Key to any class action lawsuit will be the legal discovery, in which I believe Matthew is hoping to expose the exact training data used by Copilot to train the model. The larger question is whether Copilot’s suggestions can be considered a derivative work that requires attribution based on the open source licenses attached to the training data. If Copilot is in fact, simply suggesting code snippets that are pulled directly from the source material, then we’ve got what amounts to piracy. If, instead, Copilot is interpreting the source material in a novel way, then things get a bit more murky. What is certainly true, in my experience of Copilot, is that it offers no attribution or reference for where the code snippets it suggests come from. At a minimum, I should be able to pull up the source of a suggestion to better understand the context.
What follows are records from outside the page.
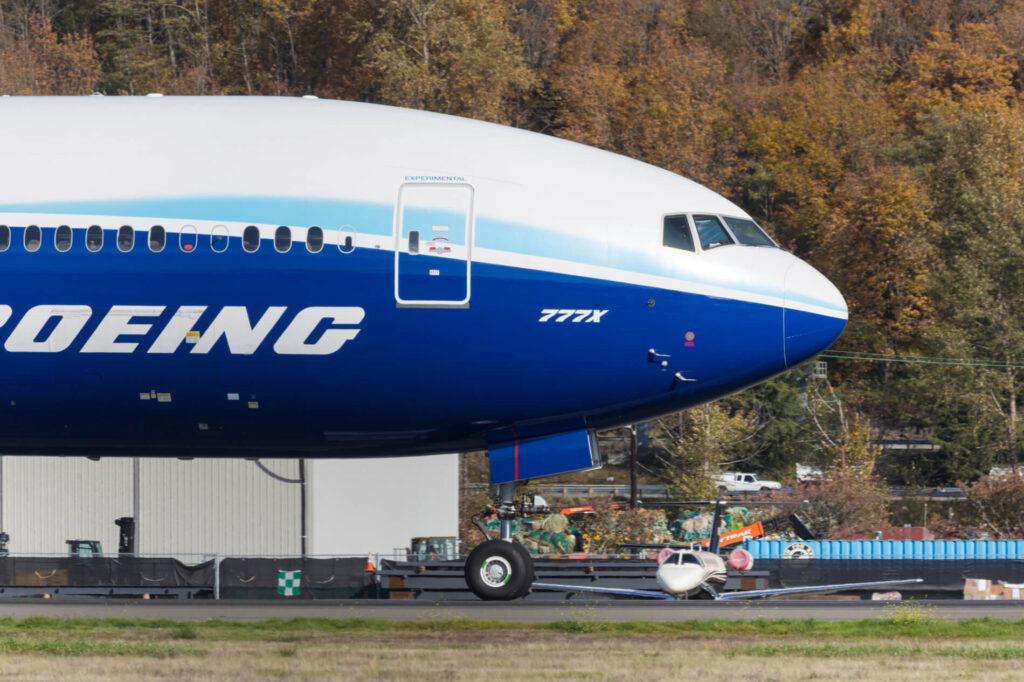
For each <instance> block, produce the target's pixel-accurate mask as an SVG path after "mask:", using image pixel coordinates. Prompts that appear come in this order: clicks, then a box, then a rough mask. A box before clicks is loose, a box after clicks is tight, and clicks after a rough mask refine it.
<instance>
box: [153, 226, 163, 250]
mask: <svg viewBox="0 0 1024 682" xmlns="http://www.w3.org/2000/svg"><path fill="white" fill-rule="evenodd" d="M166 243H167V231H166V230H165V229H164V227H163V225H154V226H153V227H151V228H150V251H152V252H154V253H160V252H161V251H163V250H164V245H165V244H166Z"/></svg>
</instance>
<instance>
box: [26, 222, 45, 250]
mask: <svg viewBox="0 0 1024 682" xmlns="http://www.w3.org/2000/svg"><path fill="white" fill-rule="evenodd" d="M42 242H43V232H42V230H41V229H39V225H29V226H28V227H26V228H25V250H26V251H38V250H39V245H40V244H42Z"/></svg>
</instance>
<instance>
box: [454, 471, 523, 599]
mask: <svg viewBox="0 0 1024 682" xmlns="http://www.w3.org/2000/svg"><path fill="white" fill-rule="evenodd" d="M518 487H519V483H518V482H512V483H501V484H500V485H499V486H498V494H497V495H496V496H495V497H496V499H495V502H496V505H497V507H498V519H499V520H500V521H501V540H488V541H486V542H484V543H483V544H481V545H478V546H477V547H476V549H474V550H473V551H472V552H470V554H469V558H467V559H466V568H465V573H466V583H467V585H469V589H470V590H472V591H473V594H475V595H476V596H477V597H479V598H480V599H484V600H487V601H496V600H503V601H507V600H510V599H518V598H519V597H521V596H523V595H525V594H526V593H527V592H529V586H530V585H532V584H534V560H532V559H531V558H530V556H529V552H527V551H526V549H525V548H524V547H522V546H521V545H516V544H515V543H514V542H512V519H514V518H515V517H516V512H517V510H516V505H515V493H516V489H517V488H518Z"/></svg>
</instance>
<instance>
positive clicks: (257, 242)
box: [0, 225, 355, 253]
mask: <svg viewBox="0 0 1024 682" xmlns="http://www.w3.org/2000/svg"><path fill="white" fill-rule="evenodd" d="M135 231H136V230H135V228H134V227H132V226H131V225H121V227H119V228H118V231H117V239H116V240H115V241H116V243H117V247H118V251H121V252H124V253H127V252H129V251H131V250H132V249H134V248H135ZM103 235H104V231H103V228H102V227H100V226H99V225H92V226H90V227H88V228H87V229H86V230H85V248H86V249H88V250H89V251H93V252H95V251H99V250H101V249H102V248H103ZM145 235H147V236H148V239H147V242H148V246H150V251H153V252H154V253H159V252H161V251H163V250H164V248H165V247H166V246H167V230H166V229H164V227H163V225H154V226H153V227H151V228H150V229H148V230H147V231H146V232H145ZM74 236H75V230H73V229H72V228H71V227H70V226H68V225H60V226H59V227H57V228H56V229H55V230H53V246H54V248H55V249H56V250H57V251H60V252H65V251H70V250H71V246H72V243H73V241H74ZM338 236H339V241H338V250H339V251H341V252H342V253H351V252H352V251H354V250H355V230H354V229H352V228H351V227H350V226H347V225H346V226H345V227H342V228H341V229H340V230H339V232H338ZM199 238H200V236H199V232H198V231H197V229H196V228H195V227H193V226H191V225H186V226H185V227H182V228H181V231H179V232H178V247H179V248H180V249H181V250H182V251H184V252H191V251H195V250H196V249H197V248H198V247H199ZM142 239H145V238H144V237H143V238H142ZM10 243H11V229H10V227H9V226H8V225H0V251H6V250H7V249H9V248H10ZM23 244H24V245H25V250H26V251H30V252H34V251H38V250H39V247H41V246H42V244H43V230H42V229H41V228H40V227H39V225H29V226H28V227H26V228H25V233H24V235H23ZM229 244H230V235H229V232H228V231H227V227H226V226H224V225H216V226H215V227H214V228H213V230H212V231H211V232H210V249H211V250H212V251H214V252H216V253H223V252H224V251H226V250H227V247H228V245H229ZM259 245H260V231H259V227H257V226H256V225H249V226H248V227H246V228H245V229H244V230H242V248H243V249H244V250H245V251H247V252H249V253H254V252H256V251H259ZM273 248H274V249H275V250H276V251H279V252H280V253H287V252H288V251H290V250H291V248H292V228H291V227H288V226H286V225H282V226H280V227H278V228H276V229H275V230H274V232H273ZM323 248H324V229H323V228H321V227H317V226H312V227H308V228H306V250H307V251H309V252H310V253H319V252H321V250H322V249H323Z"/></svg>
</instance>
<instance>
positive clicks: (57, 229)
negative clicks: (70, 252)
mask: <svg viewBox="0 0 1024 682" xmlns="http://www.w3.org/2000/svg"><path fill="white" fill-rule="evenodd" d="M71 238H72V235H71V227H69V226H68V225H60V226H59V227H57V230H56V231H55V232H53V246H55V247H56V249H57V251H59V252H61V253H63V252H65V251H68V250H69V249H71Z"/></svg>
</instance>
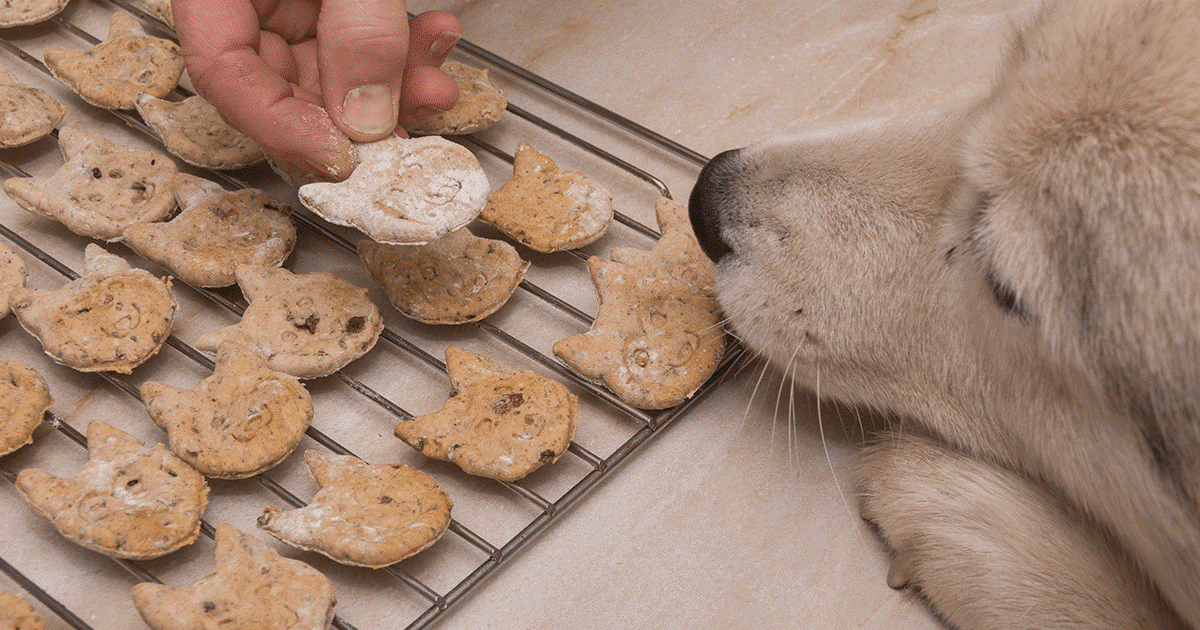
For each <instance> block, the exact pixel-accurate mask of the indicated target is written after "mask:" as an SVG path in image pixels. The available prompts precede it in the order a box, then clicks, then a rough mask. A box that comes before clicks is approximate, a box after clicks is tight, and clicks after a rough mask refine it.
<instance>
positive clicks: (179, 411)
mask: <svg viewBox="0 0 1200 630" xmlns="http://www.w3.org/2000/svg"><path fill="white" fill-rule="evenodd" d="M142 402H143V403H144V404H145V406H146V412H148V413H149V414H150V418H151V419H152V420H154V421H155V424H157V425H158V426H160V427H162V428H163V430H164V431H167V444H168V445H169V446H170V450H172V452H174V454H175V455H178V456H179V457H180V458H182V460H184V461H185V462H187V463H190V464H191V466H192V467H193V468H196V469H197V470H199V472H200V473H202V474H203V475H205V476H211V478H216V479H245V478H247V476H253V475H257V474H258V473H262V472H264V470H268V469H270V468H271V467H274V466H276V464H277V463H280V462H282V461H283V460H284V458H286V457H287V456H288V455H290V454H292V451H293V450H295V448H296V444H299V443H300V438H302V437H304V433H305V431H306V430H307V428H308V425H310V424H311V422H312V416H313V408H312V398H311V397H310V396H308V390H306V389H305V388H304V385H302V384H301V383H300V380H299V379H296V378H295V377H293V376H290V374H284V373H282V372H276V371H274V370H271V368H269V367H266V362H265V361H263V360H262V359H259V356H258V355H257V354H254V353H252V352H250V350H247V349H246V348H242V347H241V346H236V344H233V343H223V344H222V346H221V348H218V350H217V361H216V367H215V368H214V371H212V374H211V376H209V377H208V378H205V379H204V380H200V382H199V383H198V384H197V385H196V386H194V388H192V389H188V390H185V389H180V388H174V386H170V385H167V384H163V383H156V382H146V383H143V384H142Z"/></svg>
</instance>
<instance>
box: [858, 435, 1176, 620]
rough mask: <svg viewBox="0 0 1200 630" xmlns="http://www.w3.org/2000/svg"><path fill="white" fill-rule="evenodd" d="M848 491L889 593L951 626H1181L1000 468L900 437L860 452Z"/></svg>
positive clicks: (1119, 566) (1099, 534) (1125, 575)
mask: <svg viewBox="0 0 1200 630" xmlns="http://www.w3.org/2000/svg"><path fill="white" fill-rule="evenodd" d="M854 482H856V486H857V488H858V492H859V493H860V500H862V511H863V517H864V518H866V520H868V521H870V522H872V523H875V524H876V526H877V527H878V528H880V532H881V534H882V536H883V539H884V540H886V541H887V542H888V545H889V546H890V547H892V550H893V551H894V553H895V559H894V560H893V566H892V571H890V572H889V575H888V583H889V584H890V586H893V587H894V588H900V587H905V586H910V587H914V588H917V589H918V590H919V592H920V593H922V595H923V596H925V598H926V599H928V600H929V601H930V604H932V606H934V607H935V608H936V610H937V612H938V613H940V614H941V616H942V617H943V618H944V619H946V620H947V622H949V623H950V624H953V625H955V626H958V628H961V629H964V630H982V629H1016V628H1028V629H1043V630H1044V629H1068V628H1069V629H1090V630H1096V629H1114V630H1116V629H1164V628H1169V629H1174V628H1183V624H1182V623H1181V622H1180V620H1178V619H1177V618H1176V617H1175V614H1174V613H1172V612H1171V611H1170V610H1169V607H1168V606H1166V605H1165V604H1164V602H1163V600H1162V598H1159V596H1158V594H1157V593H1156V592H1154V590H1153V588H1152V587H1150V586H1148V584H1147V582H1146V581H1144V580H1142V578H1141V577H1140V576H1139V572H1138V570H1136V569H1135V568H1134V566H1133V564H1132V563H1130V562H1129V560H1128V559H1126V558H1123V557H1121V556H1118V554H1117V553H1116V552H1115V551H1114V545H1112V544H1111V541H1110V540H1109V539H1108V538H1106V536H1105V535H1104V534H1103V533H1102V532H1100V530H1098V529H1096V528H1092V527H1090V526H1087V524H1085V523H1086V521H1085V520H1082V518H1079V517H1078V516H1073V515H1070V514H1068V512H1067V511H1066V510H1064V509H1063V508H1062V506H1061V505H1060V504H1058V503H1057V502H1056V500H1054V498H1052V497H1051V496H1049V494H1048V493H1046V492H1044V491H1043V490H1040V488H1039V487H1038V486H1036V485H1034V484H1032V482H1030V481H1027V480H1026V479H1024V478H1021V476H1019V475H1016V474H1013V473H1010V472H1008V470H1006V469H1002V468H1000V467H994V466H989V464H988V463H985V462H982V461H978V460H974V458H970V457H965V456H962V455H960V454H956V452H954V451H950V450H948V449H947V448H944V446H942V445H940V444H937V443H935V442H931V440H926V439H922V438H912V437H904V438H895V439H893V440H890V442H886V443H881V444H878V445H875V446H872V448H870V449H868V451H866V452H865V454H864V460H863V462H862V466H860V467H859V469H858V472H857V474H856V480H854Z"/></svg>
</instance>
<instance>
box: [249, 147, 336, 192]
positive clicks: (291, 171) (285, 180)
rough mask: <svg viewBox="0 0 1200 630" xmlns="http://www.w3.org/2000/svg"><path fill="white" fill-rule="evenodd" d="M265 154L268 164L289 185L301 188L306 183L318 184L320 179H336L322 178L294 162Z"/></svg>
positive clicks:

Matthew Butterick claims that since the suit launched, he has received an overwhelming response from developers, including a list of other AI companies aping what Copilot does. He has not ruled out adding additional companies to the suit if warranted. This is a vast and difficult topic to parse in a simple lightning round post, so I’ll leave it here to pick up in a future Chaos Lever main, once I do a LOT of reading and some nominal amount of thinking.